DE L'ART DE RETOMBER SUR SES PATTES - Non, il n'y aura pas de nouveaux prélèvements en 2014. Ou presque.
Invité d'Europe 1 ce 25 février, Jérôme Cahuzac s'est trouvé dans une position délicate : comment expliquer les propos de François Hollande tenus l'avant-veille et annonçant de possibles "prélèvements supplémentaires subsidiaires" en 2014 pour boucler le budget ? Comment, surtout, justifier cette annonce alors qu'il avait promis le contraire un petit mois plus tôt ?
Comme le rappelle Laurent Guimier dans le Vrai-Faux de l'Info sur Europe 1, Jérôme Cahuzac s'est en effet engagé le 6 janvier à "ne pas demander davantage" et à pratiquer une politique de "stabilité fiscale" dès 2014 et ce pour tout le reste du quinquennat. Même promesse en septembre 2012, en ces termes :
L’effort fiscal nous le demandons en 2013, il n’y aura pas d’effort fiscal demandé ensuite car le président de la République s’est engagé à la stabilité fiscale.

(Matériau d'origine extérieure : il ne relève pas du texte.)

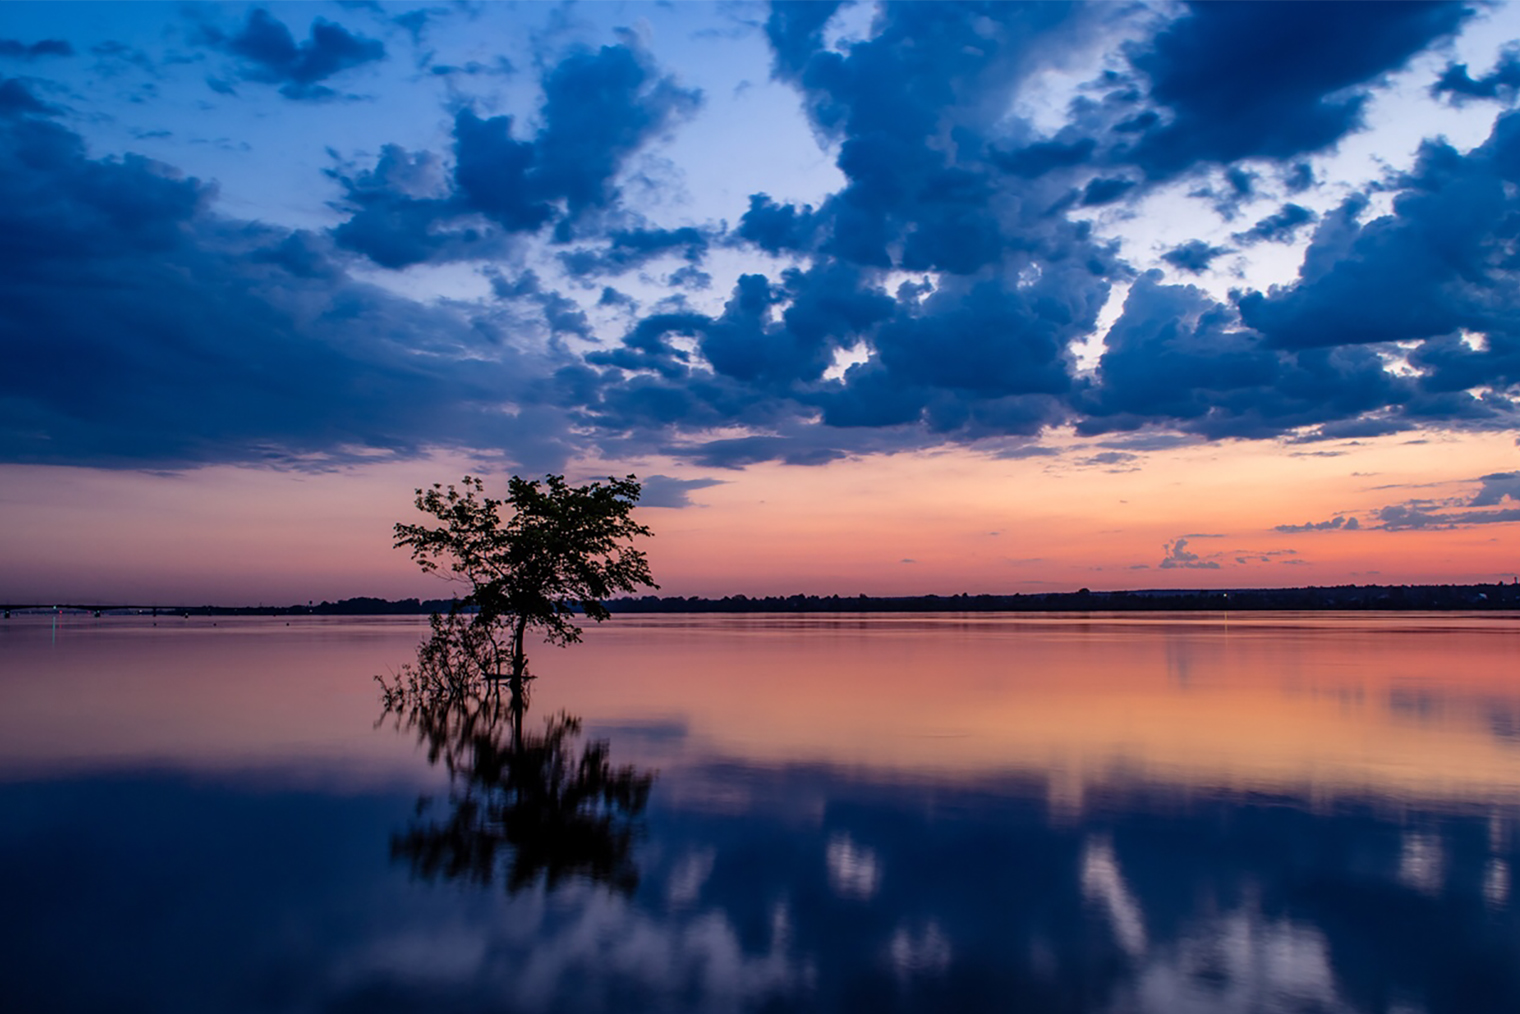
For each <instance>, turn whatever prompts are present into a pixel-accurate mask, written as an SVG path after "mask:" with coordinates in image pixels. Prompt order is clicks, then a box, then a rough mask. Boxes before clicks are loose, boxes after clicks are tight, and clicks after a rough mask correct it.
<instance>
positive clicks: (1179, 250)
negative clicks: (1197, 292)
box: [1161, 239, 1230, 275]
mask: <svg viewBox="0 0 1520 1014" xmlns="http://www.w3.org/2000/svg"><path fill="white" fill-rule="evenodd" d="M1228 252H1230V248H1228V246H1211V245H1208V243H1205V242H1204V240H1201V239H1195V240H1189V242H1186V243H1183V245H1181V246H1173V248H1172V249H1169V251H1166V252H1164V254H1161V260H1164V261H1166V263H1169V265H1172V266H1173V268H1176V269H1178V271H1186V272H1189V274H1192V275H1201V274H1202V272H1205V271H1208V265H1211V263H1213V261H1214V258H1216V257H1221V255H1224V254H1228Z"/></svg>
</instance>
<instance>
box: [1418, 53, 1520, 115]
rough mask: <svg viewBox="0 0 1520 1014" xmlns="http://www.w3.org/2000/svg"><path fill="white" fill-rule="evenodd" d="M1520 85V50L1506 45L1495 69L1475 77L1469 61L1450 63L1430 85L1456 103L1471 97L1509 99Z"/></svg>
mask: <svg viewBox="0 0 1520 1014" xmlns="http://www.w3.org/2000/svg"><path fill="white" fill-rule="evenodd" d="M1517 88H1520V49H1515V47H1514V46H1508V47H1505V49H1503V50H1502V52H1500V53H1499V59H1497V62H1494V68H1493V70H1490V71H1488V73H1487V74H1484V76H1482V78H1477V79H1474V78H1473V76H1471V74H1468V73H1467V64H1447V67H1446V70H1444V71H1442V73H1441V78H1439V79H1436V82H1435V84H1433V85H1432V87H1430V93H1432V94H1436V96H1439V94H1446V96H1449V97H1450V99H1452V102H1453V103H1455V105H1461V103H1462V102H1465V100H1467V99H1497V100H1503V102H1509V100H1512V99H1514V96H1515V90H1517Z"/></svg>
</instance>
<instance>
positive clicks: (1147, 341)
mask: <svg viewBox="0 0 1520 1014" xmlns="http://www.w3.org/2000/svg"><path fill="white" fill-rule="evenodd" d="M1417 394H1418V392H1417V389H1415V385H1414V383H1412V382H1411V380H1408V379H1403V377H1397V375H1394V374H1391V372H1389V371H1388V369H1386V365H1385V363H1383V360H1382V359H1380V357H1379V356H1377V354H1376V353H1373V351H1370V350H1365V348H1356V347H1351V348H1333V350H1303V351H1283V350H1277V348H1272V347H1271V345H1269V344H1268V342H1266V341H1263V339H1262V336H1260V334H1257V333H1254V331H1251V330H1249V328H1245V327H1242V325H1240V321H1239V318H1237V315H1236V313H1234V310H1233V309H1231V307H1228V306H1222V304H1219V303H1216V301H1214V299H1211V298H1210V296H1208V295H1207V293H1204V292H1201V290H1198V289H1195V287H1192V286H1164V284H1161V283H1160V278H1158V275H1157V272H1152V274H1151V275H1146V277H1143V278H1140V280H1138V281H1135V284H1134V286H1132V287H1131V290H1129V296H1128V298H1126V301H1125V309H1123V313H1122V315H1120V318H1119V321H1116V322H1114V325H1113V328H1110V331H1108V339H1107V348H1105V351H1104V356H1102V357H1100V360H1099V365H1097V375H1096V379H1094V380H1093V382H1090V383H1087V385H1084V386H1081V388H1079V389H1078V391H1076V398H1075V404H1076V407H1078V410H1079V412H1081V414H1084V418H1079V420H1078V432H1082V433H1102V432H1113V430H1132V429H1140V427H1142V426H1148V424H1157V423H1164V424H1166V426H1170V427H1175V429H1180V430H1183V432H1190V433H1199V435H1202V436H1211V438H1219V436H1248V438H1259V436H1274V435H1280V433H1284V432H1290V430H1297V429H1301V427H1318V426H1327V424H1332V426H1333V424H1336V423H1341V421H1344V420H1359V421H1360V418H1362V417H1363V415H1366V414H1380V412H1382V414H1386V412H1388V410H1389V409H1397V410H1400V412H1404V410H1408V409H1409V407H1411V406H1412V404H1415V401H1417ZM1379 426H1380V427H1382V432H1388V430H1389V429H1398V427H1400V426H1404V424H1400V423H1397V421H1394V420H1389V418H1383V420H1380V421H1379ZM1327 435H1328V433H1327Z"/></svg>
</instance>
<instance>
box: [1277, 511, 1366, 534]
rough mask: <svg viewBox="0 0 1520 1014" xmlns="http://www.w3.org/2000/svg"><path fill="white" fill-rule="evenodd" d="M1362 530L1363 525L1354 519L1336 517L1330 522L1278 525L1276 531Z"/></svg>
mask: <svg viewBox="0 0 1520 1014" xmlns="http://www.w3.org/2000/svg"><path fill="white" fill-rule="evenodd" d="M1359 528H1362V523H1360V521H1359V520H1356V518H1354V517H1344V515H1339V514H1338V515H1335V517H1333V518H1330V520H1328V521H1306V523H1303V524H1278V526H1277V528H1275V529H1274V531H1278V532H1330V531H1336V529H1342V531H1347V532H1354V531H1357V529H1359Z"/></svg>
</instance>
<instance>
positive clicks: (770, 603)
mask: <svg viewBox="0 0 1520 1014" xmlns="http://www.w3.org/2000/svg"><path fill="white" fill-rule="evenodd" d="M606 607H608V608H610V610H611V611H613V613H1090V611H1096V613H1108V611H1114V613H1119V611H1158V610H1160V611H1195V610H1520V584H1476V585H1338V587H1325V588H1316V587H1310V588H1231V590H1227V591H1225V590H1221V591H1211V590H1210V591H1202V590H1190V591H1169V590H1154V591H1090V590H1087V588H1082V590H1079V591H1041V593H1032V594H967V593H961V594H915V596H866V594H860V596H854V597H851V596H839V594H822V596H821V594H789V596H765V597H749V596H743V594H733V596H728V594H725V596H724V597H720V599H704V597H699V596H692V597H681V596H652V594H646V596H643V597H638V599H631V597H625V599H613V600H611V602H608V604H606Z"/></svg>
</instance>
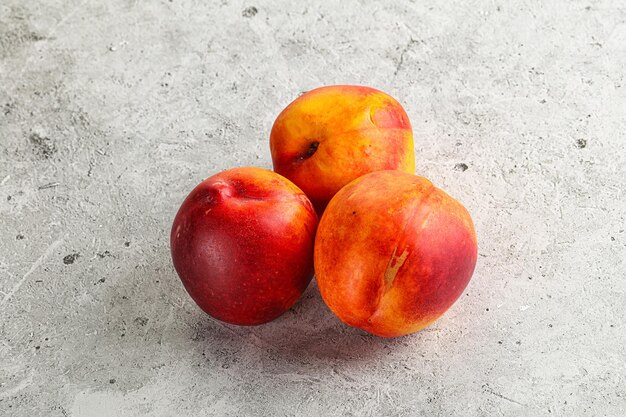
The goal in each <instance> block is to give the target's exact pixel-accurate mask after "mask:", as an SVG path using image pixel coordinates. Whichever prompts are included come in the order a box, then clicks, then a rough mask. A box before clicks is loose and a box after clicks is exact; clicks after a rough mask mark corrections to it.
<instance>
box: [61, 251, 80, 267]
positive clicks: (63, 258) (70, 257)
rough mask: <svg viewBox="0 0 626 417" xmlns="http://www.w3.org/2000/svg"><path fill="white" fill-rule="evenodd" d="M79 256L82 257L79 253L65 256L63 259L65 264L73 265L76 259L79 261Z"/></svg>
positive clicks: (69, 254)
mask: <svg viewBox="0 0 626 417" xmlns="http://www.w3.org/2000/svg"><path fill="white" fill-rule="evenodd" d="M79 256H80V254H79V253H70V254H69V255H65V256H64V257H63V263H64V264H65V265H71V264H73V263H74V261H75V260H76V259H78V257H79Z"/></svg>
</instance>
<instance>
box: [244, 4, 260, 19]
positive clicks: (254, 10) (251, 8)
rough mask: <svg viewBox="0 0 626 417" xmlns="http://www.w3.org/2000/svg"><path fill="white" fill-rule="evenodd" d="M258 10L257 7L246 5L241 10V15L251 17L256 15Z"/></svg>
mask: <svg viewBox="0 0 626 417" xmlns="http://www.w3.org/2000/svg"><path fill="white" fill-rule="evenodd" d="M258 12H259V9H257V8H256V7H254V6H250V7H246V8H245V9H243V12H241V15H242V16H243V17H252V16H254V15H256V14H257V13H258Z"/></svg>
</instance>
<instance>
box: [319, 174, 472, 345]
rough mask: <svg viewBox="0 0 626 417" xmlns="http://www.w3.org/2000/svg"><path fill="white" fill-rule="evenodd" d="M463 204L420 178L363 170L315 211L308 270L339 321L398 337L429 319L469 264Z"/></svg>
mask: <svg viewBox="0 0 626 417" xmlns="http://www.w3.org/2000/svg"><path fill="white" fill-rule="evenodd" d="M476 256H477V243H476V234H475V232H474V226H473V223H472V219H471V218H470V215H469V213H468V212H467V210H466V209H465V208H464V207H463V206H462V205H461V204H460V203H459V202H458V201H456V200H455V199H453V198H452V197H450V196H449V195H448V194H446V193H445V192H444V191H442V190H440V189H439V188H436V187H435V186H433V184H432V183H431V182H430V181H428V180H427V179H425V178H423V177H418V176H415V175H411V174H407V173H403V172H400V171H378V172H373V173H370V174H367V175H364V176H362V177H360V178H358V179H356V180H354V181H352V182H351V183H350V184H348V185H347V186H345V187H344V188H342V189H341V190H340V191H339V192H338V193H337V194H336V195H335V196H334V197H333V199H332V200H331V201H330V203H329V204H328V207H327V208H326V211H325V212H324V215H323V216H322V218H321V220H320V223H319V226H318V230H317V237H316V240H315V256H314V264H315V273H316V278H317V283H318V286H319V289H320V292H321V294H322V298H323V299H324V301H325V303H326V304H327V305H328V307H329V308H330V309H331V310H332V311H333V312H334V313H335V314H336V315H337V316H338V317H339V318H340V319H341V320H342V321H344V322H345V323H347V324H349V325H351V326H355V327H359V328H361V329H364V330H366V331H368V332H370V333H373V334H376V335H379V336H385V337H393V336H401V335H405V334H409V333H413V332H416V331H418V330H420V329H422V328H424V327H426V326H428V325H429V324H431V323H432V322H433V321H435V320H436V319H437V318H438V317H439V316H441V315H442V314H443V313H444V312H445V311H446V310H447V309H448V308H449V307H450V306H451V305H452V304H453V303H454V302H455V301H456V300H457V298H458V297H459V296H460V295H461V294H462V292H463V290H464V289H465V287H466V286H467V284H468V282H469V280H470V278H471V276H472V273H473V271H474V266H475V264H476Z"/></svg>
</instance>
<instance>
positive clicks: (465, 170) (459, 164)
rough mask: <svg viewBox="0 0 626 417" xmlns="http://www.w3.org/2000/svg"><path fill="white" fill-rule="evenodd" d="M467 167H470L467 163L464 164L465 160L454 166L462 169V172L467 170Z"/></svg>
mask: <svg viewBox="0 0 626 417" xmlns="http://www.w3.org/2000/svg"><path fill="white" fill-rule="evenodd" d="M467 168H469V167H468V166H467V164H464V163H463V162H461V163H458V164H456V165H455V166H454V170H455V171H460V172H463V171H467Z"/></svg>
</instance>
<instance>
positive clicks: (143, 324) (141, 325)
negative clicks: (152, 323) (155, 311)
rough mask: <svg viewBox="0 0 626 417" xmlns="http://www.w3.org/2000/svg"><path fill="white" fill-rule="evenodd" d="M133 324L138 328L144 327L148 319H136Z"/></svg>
mask: <svg viewBox="0 0 626 417" xmlns="http://www.w3.org/2000/svg"><path fill="white" fill-rule="evenodd" d="M134 321H135V323H136V324H138V325H140V326H145V325H146V324H148V318H147V317H137V318H136V319H135V320H134Z"/></svg>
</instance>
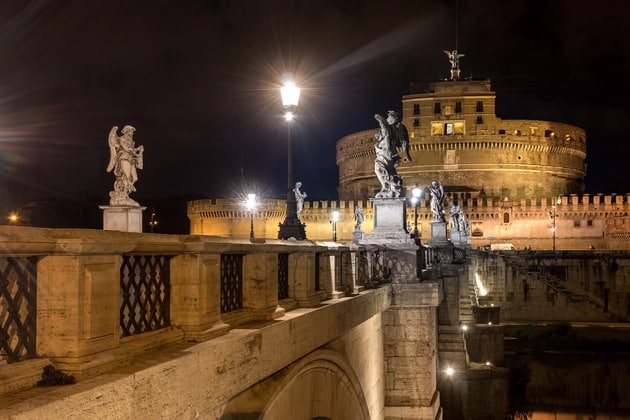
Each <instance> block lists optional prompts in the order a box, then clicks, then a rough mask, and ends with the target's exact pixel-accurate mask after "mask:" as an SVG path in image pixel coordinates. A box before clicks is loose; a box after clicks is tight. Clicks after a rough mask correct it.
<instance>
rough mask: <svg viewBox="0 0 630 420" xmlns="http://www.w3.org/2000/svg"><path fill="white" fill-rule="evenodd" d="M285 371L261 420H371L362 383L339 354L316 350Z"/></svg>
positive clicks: (351, 368)
mask: <svg viewBox="0 0 630 420" xmlns="http://www.w3.org/2000/svg"><path fill="white" fill-rule="evenodd" d="M287 369H288V371H287V372H286V376H284V377H283V378H282V379H281V380H280V382H279V384H278V387H277V389H276V391H275V392H274V393H273V395H272V396H271V398H270V399H269V401H268V403H267V405H266V407H265V408H264V411H263V413H262V415H261V419H264V420H275V419H288V418H290V419H369V418H370V413H369V410H368V406H367V401H366V399H365V395H364V393H363V390H362V388H361V384H360V382H359V380H358V378H357V376H356V374H355V373H354V370H353V369H352V367H351V366H350V365H349V364H348V363H347V362H346V361H345V359H344V358H343V357H342V356H341V355H340V354H339V353H337V352H335V351H333V350H329V349H323V350H317V351H315V352H313V353H311V354H309V355H308V356H306V357H304V358H303V359H301V360H300V361H298V362H296V363H294V364H293V365H291V366H289V367H288V368H287ZM305 397H306V398H305Z"/></svg>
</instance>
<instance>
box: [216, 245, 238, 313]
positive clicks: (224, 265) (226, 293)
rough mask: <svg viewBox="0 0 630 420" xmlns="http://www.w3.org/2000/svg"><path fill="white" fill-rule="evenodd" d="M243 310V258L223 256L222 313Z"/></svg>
mask: <svg viewBox="0 0 630 420" xmlns="http://www.w3.org/2000/svg"><path fill="white" fill-rule="evenodd" d="M242 308H243V256H242V255H240V254H222V255H221V313H226V312H232V311H236V310H239V309H242Z"/></svg>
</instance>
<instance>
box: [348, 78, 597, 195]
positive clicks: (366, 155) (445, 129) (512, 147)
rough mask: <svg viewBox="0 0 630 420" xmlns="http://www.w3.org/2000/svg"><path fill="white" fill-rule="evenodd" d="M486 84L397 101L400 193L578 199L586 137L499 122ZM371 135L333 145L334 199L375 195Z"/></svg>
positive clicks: (398, 173)
mask: <svg viewBox="0 0 630 420" xmlns="http://www.w3.org/2000/svg"><path fill="white" fill-rule="evenodd" d="M495 98H496V95H495V92H493V91H492V90H491V86H490V81H489V80H450V81H439V82H433V83H427V84H412V86H411V92H410V94H409V95H406V96H403V98H402V121H403V123H404V124H405V126H406V127H407V129H408V131H409V143H410V146H409V149H410V155H411V158H412V160H413V161H412V162H402V163H401V165H400V166H399V167H398V169H397V171H398V174H399V175H401V176H402V177H403V178H404V186H406V187H410V186H412V185H415V184H416V183H417V184H419V185H421V186H427V185H429V184H430V182H431V181H433V180H439V181H440V182H442V184H443V185H444V187H445V189H446V190H447V191H449V192H453V193H460V194H462V196H463V197H477V196H482V197H484V196H485V197H488V198H497V199H504V198H505V197H508V198H509V199H520V198H535V197H547V196H558V195H566V194H581V193H583V192H584V177H585V166H584V159H585V158H586V133H585V132H584V130H583V129H581V128H579V127H576V126H573V125H569V124H564V123H558V122H550V121H539V120H503V119H500V118H498V117H497V116H496V115H495ZM377 131H378V126H377V123H376V121H375V128H374V129H372V130H366V131H361V132H357V133H353V134H350V135H347V136H345V137H343V138H341V139H340V140H339V141H337V165H338V166H339V198H340V199H341V200H353V199H354V200H357V199H368V198H372V197H374V195H375V194H376V192H378V191H379V190H380V184H379V181H378V179H377V178H376V175H375V174H374V157H375V154H374V144H375V141H374V134H376V132H377Z"/></svg>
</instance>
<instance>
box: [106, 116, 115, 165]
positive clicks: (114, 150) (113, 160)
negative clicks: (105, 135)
mask: <svg viewBox="0 0 630 420" xmlns="http://www.w3.org/2000/svg"><path fill="white" fill-rule="evenodd" d="M117 132H118V126H116V125H115V126H113V127H112V129H111V130H109V137H108V139H107V143H108V144H109V164H108V165H107V172H111V171H112V169H114V166H116V147H117V146H118V134H116V133H117Z"/></svg>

Les impôts, ils augmentent en 2013 et ensuite il faut la stabilité fiscale car les agents économiques ont besoin de cette visibilité.
Les impôts n'augmentent qu'en 2013, pas de "nouvel effort fiscal" par la suite ... Que penser alors des "prélèvements supplémentaires subsidiaires" envisagés par François Hollande ?
Pour ne pas laisser croire au revirement, Jérôme Cahuzac va user de toute la subtilité politico-économique possible. En substance : les impôts levés en 2014 ne seront qu'un prolongement de ceux levés en 2013.
Une manière d'assurer la stabilité fiscale promise en demandant un effort fiscal ... constant. L'exceptionnel devient alors la norme.
En 2013, il y a eu cinq à six milliards d’impôts levés qui ne le seront pas en 2014, car ils ne pouvaient l’être qu’une seule année.
Si nous ne faisons rien de plus en matière de fiscalité, il y aurait cinq à six milliards d’euros d’impôts de moins en 2014.
C’est une nouvelle que j’aimerais annoncer aux Français mais la situation financière de la France ne permet pas de nous priver de ces milliards d’euros de recettes.
L'astuce étant un peu complexe, Jérôme Cahuzac va s'employer durant le reste de l'interview à être plus clair :
Ce que je tente de vous expliquer, c’est qu’à partir du moment où, en 2014, nous n’aurons pas, toute chose égale par ailleurs, les six milliards d’euros d’impôts que nous aurons eu en 2013, il faudra évidemment en 2014 obtenir cette recette. (...)
On ne peut se permettre d’avoir six milliards d’euros de recette en moins par rapport à 2013, il faudra donc les trouver. (...)
[Ce sera] pour compenser [les recettes] qui manquent en 2014 et déjà prélevées en 2013.
Et Jérôme Cahuzac de conclure que "la stabilité fiscale impose de trouver six milliards d'euros supplémentaires". Mais qu'il ne s'agit surtout pas d'impôts "nouveaux", juste d'un prolongement :
Ce ne sont pas des impôts nouveaux, c’est un prélèvement obligatoire stable !
Le ministre du Budget parvient ici à retomber sur ses pattes en jouant sur le concept de "stabilité fiscale". Il parvient surtout à faire oublier sa promesse initiale de limiter l'effort fiscal à 2013. Dans sa nouvelle version, les milliards levés en 2014 sont priés de s'aligner sur ceux levés en 2013, et ce tant que la croissance n'est pas revenue.
A NOTER :
En donnant le chiffre de six milliards d'euros de recettesà trouver en 2014, pour s'aligner sur 2013, Jérôme Cahuzac va nettement plus loin que François Hollande qui n'a évoqué que des "prélèvements subsidiaires". Le 23 février, le chef de l'Etat a en effet préféré insister sur les "économies"à réaliser en 2014, les impôts ne devant être, d'après lui, que secondaires.
BONUS TRACK :
Jérôme Cahuzac s'est exprimé la voix cassée au micro d'Europe 1 ce 25 février. Jean-Pierre Elkabbach le lui fait remarquer puis s'enquiert de la raison : "Vous êtes allé voir un match ... foot ou rugby ? A Londres ?"
Après avoir souligné sa "préférence" pour le rugby, Jérôme Cahuzac acquiesce:
Il y avait un match de rugby intéressant à Londres en effet.